CAROL BERGÉ ~
the women again
women, then, don't wear some things:
angry faces on their wrists, on tiny
jewelled bones of jewel-like wrists.
they turn in their seasons like suns,
like rusted ferrous jewels, unused
to the motions of their angular men.
having novels written about them,
women conceive of conceiving, then,
in a kind of angular retaliation
or dedication, some of their fantasy
becomes children, which solves time.
they shine and spawn crustal faces,
hours sun-full, clear-cut as sundials.
at big sur
downcenter into your eye
swimming past the green
into the well of black
i catch a glimpse of you
something beautiful there
glinting moving as if seen
through water through sun
where the shade leaf falls
BEFORE THE CHILD
for Iris Mac Low
the woman bends with majesty:
move the sweeter beast I am;
when a baby wants, it will come,
regardless of my plan.
that I result calm or numb
makes it November, not June.
but notice our incurred frailty:
if I am honed to dignity
by you, I am part of all.
when the baby wants to be,
it will be, summer or fall.
nothing I say, beast or beauty,
strong, mars it. changes.
it happens as the heart arranges.
the hunchbacked woman:
clad in bright silk.
her hair shining near
her lover's cheek.
if the flawed flower has
fine perfume and true
color, it pleases the
senses. she knows this.
what is between them,
their legs, has contentment.
perhaps the color of
her silk, her silken hair.
to Eileen Kaufman
i say woman can
anguish, where are you.
in a dream, you walked
up a stair, while you
sat next to me
in a mexican atrium.
she flew in for the day
and was surprised to
the way you look.
she had your face.
as i watched you all.
the you next to me
was thinnest: too thin.
it made me weep,
all of it,
on seeing you again.
write to me,
my dear, how you are,
have you been
taking care of yourself?
i stand before you
to represent all of the women
you have ever hated
your mother who
whipped the shit out of you
your aunt who
kibitzed the life out of your life
the girl who didn't
or wouldn't or couldn't but didn't
etc etc etc
what chance have i got
unless you consider
that you stand before me too
for Alice Faye
Watch yourself move (lighter
than air, than celluloid)
across the past, across
those Silver Screens to now.
How you shone, and shine yet!
My time as woman reaches in-
to those dimensions, I can
remember you as you were
when I too was air-light.
My child sleeps nearby.
The child I was, still am,
sleeps or wakes within me.
In the gentle ruin you are,
does the air-light lady live?
Perspective; you sparkle out
softly, memories, wistful-
faced, an artificial form
lovelier than speech, than
old farm grandmother types
or simply different, by
choice.

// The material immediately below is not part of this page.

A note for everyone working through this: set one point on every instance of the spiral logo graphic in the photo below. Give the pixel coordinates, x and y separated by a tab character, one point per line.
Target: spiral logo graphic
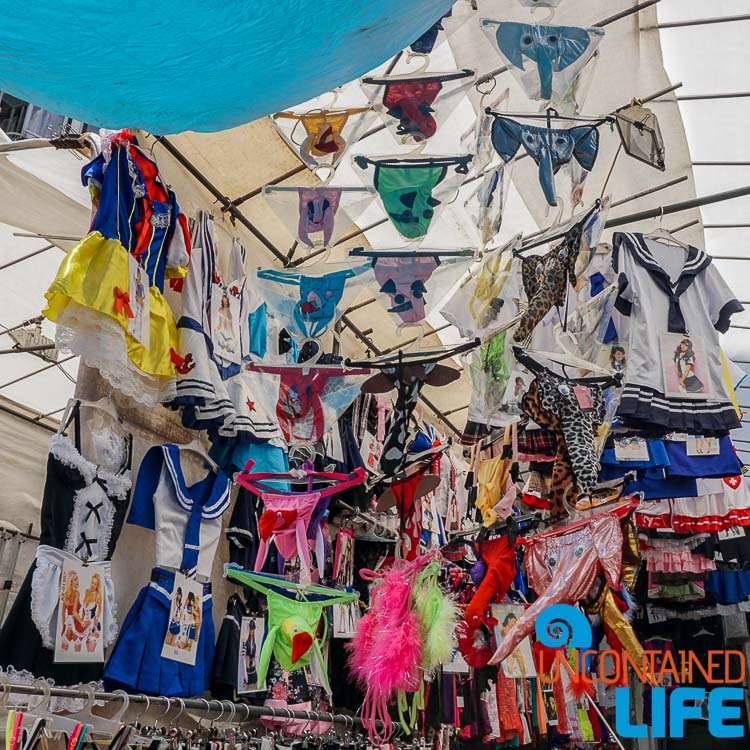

The choice I know.
POEM AFTER READING JOHN WIENERS
or any man who has written your name
and is left then shaking and naked
before the pain of the lovely humans.
Here is broad sunlight, to indicate
there are wills as strong as mine
which cause animals to reach upward
toward whatever makes them learn.
A weak man with the soul of a demon
has just called me on the telephone
when I thought it might be your voice.
The icicles melt and new leaves form
while I tell him I am not interested
in his busy affairs. Three friends
who are larger than his whole house
are dying of their stay on earth
without being able to send messages
the whole problem rending them alive
in a slow tortuous process I watch.
And many more of us have gone on.
When a 'lady' puts down 'gossiping'
I say it is just the human condition
from which not one of us is exempt
and that she might consider growing
a philosophy which understands that.
She moves thickly in rooms near here
wishing all her rooms were larger
and it is true: if you wish rooms
larger, then they are indeed small.
I am surrounded by my sweet comforts
the flesh of children animals friends
and still the rooms ripple and quake
when I consider your name and absence
and that you walk on earth somewhere
or sit at your desk even as I sit
or lie alone abed wishing for love
and forming your stony philosophies
from the leaves which melt from ice.
The only thing I can do is continue
in a semi-calm that assumes answers:
the children are almost as tall now
as when I thought I knew everything
and some day all this will become
their land of the elegant questions.
What will remain will be the stream
moving with dignity past my window.
And even that is changing constantly.